The last thing you want is bad rep to your entire restaurant because a server was rude to some patrons. Train them to not change the way they treat customers based on the way they dress, their race, or their ethnicity. If the servers are trained to serve all guests with the same respect, it helps the restaurant and also the servers (from tips).
Fine dining requires fine serving. In such restaurants, your training requires more details than for others. Restaurant employees need to be able to properly pronounce your menu, explain it to customers, and give suggestions.
Don’t be too rigid in your instruction in the first days or else you’ll overwhelm your new hire. Micromanaging might not be the best idea at first. Rather prepare an outline with basic tasks first, building to more difficult items at the end of the week work.
Etiquette is a code of conduct for servers so your staff should be properly trained if you want them to be competent and respectful in serving your customers. But not every restaurant prefers the same etiquette by its waiters. It can depend on the theme or type of restaurant you run. A casual modern restaurant does not expect its waiters to be too serious in manner as a fine-dining one. Such restaurants would probably want friendly, joyous faces to serve their customers.

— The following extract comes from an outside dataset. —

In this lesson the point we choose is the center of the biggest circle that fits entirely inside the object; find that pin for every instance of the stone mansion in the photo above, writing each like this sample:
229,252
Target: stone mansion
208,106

Therefore, certain behaviors that are accepted in one may be frowned upon in the other.
Gamification has been an eLearning trend in recent years, but if you thought that it can’t be applied in the restaurant industry, think again.
Restaurant training games are great to provide a fun yet professional instruction to new hires and also improve the service skills of senior staff members. Gamifying their exercises helps keep them interested and attentive and makes it easier for them to remember as well.